While calculators can be helpful when tackling some math equations, they can’t compete with the complex thought processes of humans — at least, not yet. Dr. Richard Zemel and Dr. Raquel Urtasun of U of T’s Computer Science Department are trying to speed that research along; the two are working to build computers to think more like humans when it comes to processing data. 

The two are part of a team of scientists and mathematicians led by the Baylor College of Medicine, trying to understand the computational building blocks of the brain. The goal is to create more advanced learning machines.

For this project, researchers at the University of Toronto will be partnering with the California Institute of Technology, Columbia University, Cornell University, Rice University, and the Max Planck Institute at the University of Tübingen.

Their research is supported by a program known as Machine Intelligence from Cortical Networks (MICrONS), and operates under the umbrella of Intelligence Advanced Research Projects Activity (IARPA). The IARPA is a US agency which invests in high-risk, high-reward research that offer solutions to the needs of US intelligence agencies.

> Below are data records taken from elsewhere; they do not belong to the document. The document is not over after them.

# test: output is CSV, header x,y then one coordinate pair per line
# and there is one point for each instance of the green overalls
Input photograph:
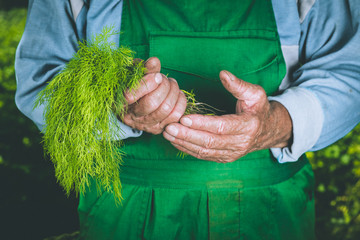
x,y
167,197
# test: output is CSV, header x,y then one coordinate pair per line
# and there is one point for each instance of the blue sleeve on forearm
x,y
49,41
323,95
330,53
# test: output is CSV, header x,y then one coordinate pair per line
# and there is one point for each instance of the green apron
x,y
166,197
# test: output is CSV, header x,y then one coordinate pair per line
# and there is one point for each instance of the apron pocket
x,y
251,55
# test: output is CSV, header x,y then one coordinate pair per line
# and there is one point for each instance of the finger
x,y
148,84
179,134
231,124
153,65
154,129
250,93
151,101
166,106
177,112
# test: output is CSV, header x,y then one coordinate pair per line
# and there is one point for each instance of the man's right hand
x,y
157,102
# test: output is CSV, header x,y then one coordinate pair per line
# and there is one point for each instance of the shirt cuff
x,y
307,118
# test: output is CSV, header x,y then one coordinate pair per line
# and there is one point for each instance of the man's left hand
x,y
257,124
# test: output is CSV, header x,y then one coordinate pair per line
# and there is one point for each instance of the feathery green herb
x,y
82,103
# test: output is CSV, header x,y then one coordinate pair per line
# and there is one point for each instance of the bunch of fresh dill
x,y
81,102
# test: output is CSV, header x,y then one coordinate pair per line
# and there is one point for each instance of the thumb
x,y
250,94
153,65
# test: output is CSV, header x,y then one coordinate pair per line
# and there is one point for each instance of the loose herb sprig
x,y
82,103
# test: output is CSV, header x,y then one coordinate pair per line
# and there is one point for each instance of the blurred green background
x,y
33,206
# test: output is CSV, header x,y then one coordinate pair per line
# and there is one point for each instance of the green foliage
x,y
32,205
31,201
337,172
80,105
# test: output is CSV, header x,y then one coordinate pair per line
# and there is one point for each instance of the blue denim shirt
x,y
320,41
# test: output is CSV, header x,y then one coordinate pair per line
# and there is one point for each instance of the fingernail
x,y
172,130
168,137
158,78
186,121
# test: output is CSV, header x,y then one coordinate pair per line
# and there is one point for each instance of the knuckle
x,y
166,108
201,153
209,142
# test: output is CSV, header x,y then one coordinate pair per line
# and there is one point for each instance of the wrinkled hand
x,y
156,103
257,124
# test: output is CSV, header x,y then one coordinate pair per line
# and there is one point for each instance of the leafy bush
x,y
32,205
337,172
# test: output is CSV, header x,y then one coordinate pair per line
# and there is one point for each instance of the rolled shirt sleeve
x,y
323,97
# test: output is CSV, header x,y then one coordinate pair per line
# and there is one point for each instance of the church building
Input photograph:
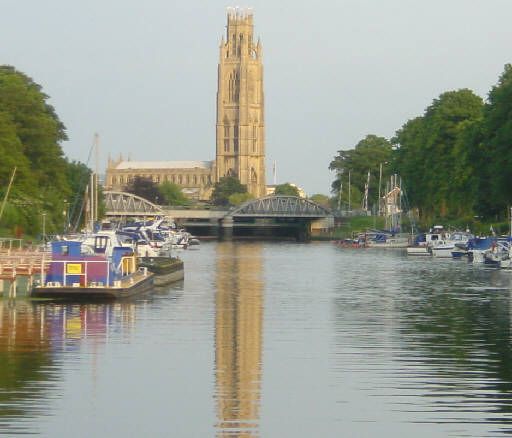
x,y
240,128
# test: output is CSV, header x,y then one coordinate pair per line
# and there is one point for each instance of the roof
x,y
124,165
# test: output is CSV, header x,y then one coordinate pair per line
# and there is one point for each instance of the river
x,y
270,339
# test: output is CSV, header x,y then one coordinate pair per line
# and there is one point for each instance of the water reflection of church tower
x,y
238,338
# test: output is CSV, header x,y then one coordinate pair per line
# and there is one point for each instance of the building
x,y
194,177
240,103
240,129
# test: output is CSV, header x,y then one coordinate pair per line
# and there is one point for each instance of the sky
x,y
143,75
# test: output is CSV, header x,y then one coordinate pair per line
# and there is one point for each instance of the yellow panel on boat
x,y
73,268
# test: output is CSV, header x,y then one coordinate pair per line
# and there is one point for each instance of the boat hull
x,y
166,270
141,283
421,251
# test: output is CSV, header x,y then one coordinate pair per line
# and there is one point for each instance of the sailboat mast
x,y
96,174
7,192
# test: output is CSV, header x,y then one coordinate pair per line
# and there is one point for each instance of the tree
x,y
286,189
239,198
433,157
171,194
227,185
496,139
320,199
30,136
368,156
144,187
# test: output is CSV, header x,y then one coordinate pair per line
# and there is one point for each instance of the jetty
x,y
20,262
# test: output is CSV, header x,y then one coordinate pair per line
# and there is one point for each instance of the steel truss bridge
x,y
280,207
128,204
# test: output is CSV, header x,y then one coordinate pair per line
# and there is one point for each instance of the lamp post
x,y
340,174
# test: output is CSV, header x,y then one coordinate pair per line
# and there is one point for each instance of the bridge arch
x,y
280,206
128,204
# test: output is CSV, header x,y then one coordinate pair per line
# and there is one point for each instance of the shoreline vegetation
x,y
453,163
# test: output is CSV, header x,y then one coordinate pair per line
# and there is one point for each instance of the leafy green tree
x,y
368,156
286,189
433,158
30,137
320,199
496,157
144,187
171,194
239,198
227,186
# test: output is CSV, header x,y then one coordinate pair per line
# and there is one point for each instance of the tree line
x,y
454,160
45,181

It is also part of the broader BRAIN Initiative, launched in 2013 by President Obama with an eye towards understanding devastating brain diseases and developing new technology, treatments, and cures.

This research will not only help scientists understand the computational workings of the brain, but will also advance the study of synthetic neural networks in order to better predict events such as cyber-attacks, financial crashes, or hazardous weather. 

Algorithms based on neural networks are already used in a wide range of areas, from the consumer-level to military intelligence as seen in “speech recognition, text analysis, object classification, [as well as] image and video analysis programs. The applications are broad,” says Dr. Zemel, adding that the “aim is to extend some of the most popular types of machine-learning models using deep neural networks.”

The massive amounts of data produced across the world on a daily basis affects everything from spam in your inbox to military intelligence operations. Smarter and more discerning learning machines will help to manage and present information in a more comprehensible way. 

“Currently the rules by which activities in a network are defined are mostly ad hoc, and validated and improved by experience. Here we hope to gain some insight from natural deep neural networks to refine these rules,” said Zemmel.   

In other words, the ways in which current algorithms represent, transform, and learn from data are determined largely through trial and error.   

Based on models dating back to the 1980s, advancements in neural networking have been confined to scientists’ ability to measure the activity of only a few neurons at a time. Today, more accurate and plentiful data allows researchers to take a more enhanced detailed look at brain activity, allowing for a more computational, rather than architectural understanding.

The availability of better tools, techniques, and technology will allow MICrONS researchers to measure the activity of 100,000 neurons while a subject is engaged in visual perception and learning tasks. Although the research teams will be mapping the activity of one cubic millimetre of a rodent’s brain (a volume less than one-millionth the size of the human brain), these tools will allow them to analyze neural circuits in ways that were unimaginable just a few years ago. 

The precision and microscopic scale of this research is challenging as scientists are aiming to obtain a highly detailed and complete understanding of one small part of the brain, rather than a structural understanding of the brain entirely.

The team hopes to develop new methods of passing messages from this data, which describe how information is passed between the model neurons in a big network.

The research that doctors Zemel and Urtasun are conducting can bring computers closer to actual brain levels of functioning. This will allow for more powerful performance that will better align with human needs.